The Federal Communications Commission (FCC) has failed to aid consumers by creating the competitive market for set-top boxes Congress envisioned in the 1996 Telecommunications Act, Public Knowledge Legal Director Harold Feld said.
Testifying before the House Subcommittee on Communications, Technology and the Internet, Feld said, “the FCC has failed to create the competitive market Congress directed.” The result, Feld said, is that customers for cable, satellite and telephone-provided video services still must rent their set-top boxes from those companies and can’t easily take advantage of a more competitive market for devices like digital video recorders (DVRs).

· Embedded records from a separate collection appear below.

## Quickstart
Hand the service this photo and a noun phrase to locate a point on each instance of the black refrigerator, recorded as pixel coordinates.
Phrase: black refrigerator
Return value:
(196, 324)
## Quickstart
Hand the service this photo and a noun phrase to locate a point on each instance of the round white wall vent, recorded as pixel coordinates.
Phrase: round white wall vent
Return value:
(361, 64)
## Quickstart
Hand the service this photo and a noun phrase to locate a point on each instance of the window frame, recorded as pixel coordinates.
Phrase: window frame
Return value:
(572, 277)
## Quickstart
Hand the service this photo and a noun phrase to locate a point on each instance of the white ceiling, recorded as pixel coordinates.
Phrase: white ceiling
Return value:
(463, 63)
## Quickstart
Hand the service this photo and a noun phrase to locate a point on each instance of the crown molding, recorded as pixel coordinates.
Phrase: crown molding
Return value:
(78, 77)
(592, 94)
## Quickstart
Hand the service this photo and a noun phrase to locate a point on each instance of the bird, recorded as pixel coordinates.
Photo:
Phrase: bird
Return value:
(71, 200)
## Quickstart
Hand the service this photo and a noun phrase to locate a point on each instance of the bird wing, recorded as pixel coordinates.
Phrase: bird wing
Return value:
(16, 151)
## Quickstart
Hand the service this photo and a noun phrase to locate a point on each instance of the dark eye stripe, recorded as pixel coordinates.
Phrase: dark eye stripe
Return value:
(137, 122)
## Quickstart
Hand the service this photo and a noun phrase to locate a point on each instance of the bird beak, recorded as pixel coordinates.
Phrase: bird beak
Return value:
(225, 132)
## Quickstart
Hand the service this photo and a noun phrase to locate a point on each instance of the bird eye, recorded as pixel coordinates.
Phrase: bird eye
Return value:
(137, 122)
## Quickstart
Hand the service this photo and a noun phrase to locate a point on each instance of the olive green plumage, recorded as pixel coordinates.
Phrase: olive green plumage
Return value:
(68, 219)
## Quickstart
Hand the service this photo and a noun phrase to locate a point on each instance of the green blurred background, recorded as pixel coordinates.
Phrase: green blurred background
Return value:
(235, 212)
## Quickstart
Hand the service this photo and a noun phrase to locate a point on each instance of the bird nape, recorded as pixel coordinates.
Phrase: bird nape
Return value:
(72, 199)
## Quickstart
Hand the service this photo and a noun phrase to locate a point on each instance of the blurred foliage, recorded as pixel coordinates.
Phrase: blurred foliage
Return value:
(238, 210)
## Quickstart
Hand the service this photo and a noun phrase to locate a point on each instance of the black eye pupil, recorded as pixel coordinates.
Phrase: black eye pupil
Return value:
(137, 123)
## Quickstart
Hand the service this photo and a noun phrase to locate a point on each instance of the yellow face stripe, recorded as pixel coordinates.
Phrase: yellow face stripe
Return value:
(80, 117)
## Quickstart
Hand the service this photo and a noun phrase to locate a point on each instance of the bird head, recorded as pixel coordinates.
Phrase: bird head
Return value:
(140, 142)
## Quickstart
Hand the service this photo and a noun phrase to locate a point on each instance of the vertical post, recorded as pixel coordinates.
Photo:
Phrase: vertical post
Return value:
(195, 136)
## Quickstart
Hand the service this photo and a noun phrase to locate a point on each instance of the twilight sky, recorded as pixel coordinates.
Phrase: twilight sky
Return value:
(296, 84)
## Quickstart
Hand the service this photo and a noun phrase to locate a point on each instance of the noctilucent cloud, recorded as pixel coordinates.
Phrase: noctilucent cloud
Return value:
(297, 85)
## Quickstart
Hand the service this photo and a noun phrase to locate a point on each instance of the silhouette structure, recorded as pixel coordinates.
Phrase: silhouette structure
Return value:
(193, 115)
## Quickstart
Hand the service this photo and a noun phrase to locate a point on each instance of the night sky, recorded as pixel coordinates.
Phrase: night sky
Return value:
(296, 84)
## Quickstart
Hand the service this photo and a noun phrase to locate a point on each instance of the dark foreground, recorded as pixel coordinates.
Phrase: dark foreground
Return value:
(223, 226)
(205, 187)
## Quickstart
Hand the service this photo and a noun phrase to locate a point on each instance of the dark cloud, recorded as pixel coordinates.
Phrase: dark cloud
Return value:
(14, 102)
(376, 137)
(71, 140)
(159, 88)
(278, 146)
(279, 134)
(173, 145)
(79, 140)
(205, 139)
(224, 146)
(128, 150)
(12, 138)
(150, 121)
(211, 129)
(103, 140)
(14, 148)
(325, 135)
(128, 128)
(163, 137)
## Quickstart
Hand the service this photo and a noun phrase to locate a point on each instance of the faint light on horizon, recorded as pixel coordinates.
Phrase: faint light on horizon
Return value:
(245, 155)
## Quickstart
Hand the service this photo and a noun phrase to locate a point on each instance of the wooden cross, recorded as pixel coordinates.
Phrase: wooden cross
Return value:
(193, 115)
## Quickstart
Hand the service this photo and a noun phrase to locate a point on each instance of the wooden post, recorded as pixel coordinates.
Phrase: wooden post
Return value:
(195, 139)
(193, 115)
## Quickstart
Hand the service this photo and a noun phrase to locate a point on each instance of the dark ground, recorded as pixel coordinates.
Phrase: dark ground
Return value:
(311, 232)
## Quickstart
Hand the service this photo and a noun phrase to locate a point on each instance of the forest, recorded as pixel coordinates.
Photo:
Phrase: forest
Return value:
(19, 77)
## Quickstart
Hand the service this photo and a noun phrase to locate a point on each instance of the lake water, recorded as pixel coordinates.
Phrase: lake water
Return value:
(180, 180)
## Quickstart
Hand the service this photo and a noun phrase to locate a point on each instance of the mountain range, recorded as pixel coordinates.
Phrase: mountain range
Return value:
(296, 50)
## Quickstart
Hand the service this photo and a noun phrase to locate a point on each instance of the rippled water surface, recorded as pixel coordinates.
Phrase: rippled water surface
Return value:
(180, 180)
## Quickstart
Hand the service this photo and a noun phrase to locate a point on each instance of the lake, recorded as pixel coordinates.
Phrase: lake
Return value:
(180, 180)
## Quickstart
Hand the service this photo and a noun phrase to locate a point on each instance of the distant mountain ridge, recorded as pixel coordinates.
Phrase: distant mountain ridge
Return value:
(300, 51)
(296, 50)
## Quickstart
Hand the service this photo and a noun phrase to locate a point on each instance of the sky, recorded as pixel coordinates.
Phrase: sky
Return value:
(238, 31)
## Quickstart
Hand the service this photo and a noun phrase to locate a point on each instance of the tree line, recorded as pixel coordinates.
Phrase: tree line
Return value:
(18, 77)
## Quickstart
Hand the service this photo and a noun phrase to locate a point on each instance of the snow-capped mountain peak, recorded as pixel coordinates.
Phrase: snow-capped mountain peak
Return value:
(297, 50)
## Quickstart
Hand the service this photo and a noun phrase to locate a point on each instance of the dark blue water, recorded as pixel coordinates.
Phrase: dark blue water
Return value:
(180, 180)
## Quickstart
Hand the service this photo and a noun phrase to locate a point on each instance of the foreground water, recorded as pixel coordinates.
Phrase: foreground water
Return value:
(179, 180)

The written testimony is here.
Feld, who testified on behalf of Public Knowledge, Media Access Project and Consumers Union, said he was pleased that the FCC’s National Broadband Plan recognized the importance of a competitive set-top box market as a connection to the Internet and would help achieve the goal of universal broadband. Until now, however, the FCC has produced only temporary solutions that don’t take advantage of the real capabilities of video networks and which apply only to cable and not to other carriers such as satellite or services provided by telephone companies.
The consumer groups have asked the FCC to require a “video gateway,” which would provide uniform connectivity for set-top boxes, much as the jack in a wall provides a universal connection for a telephone, Feld said.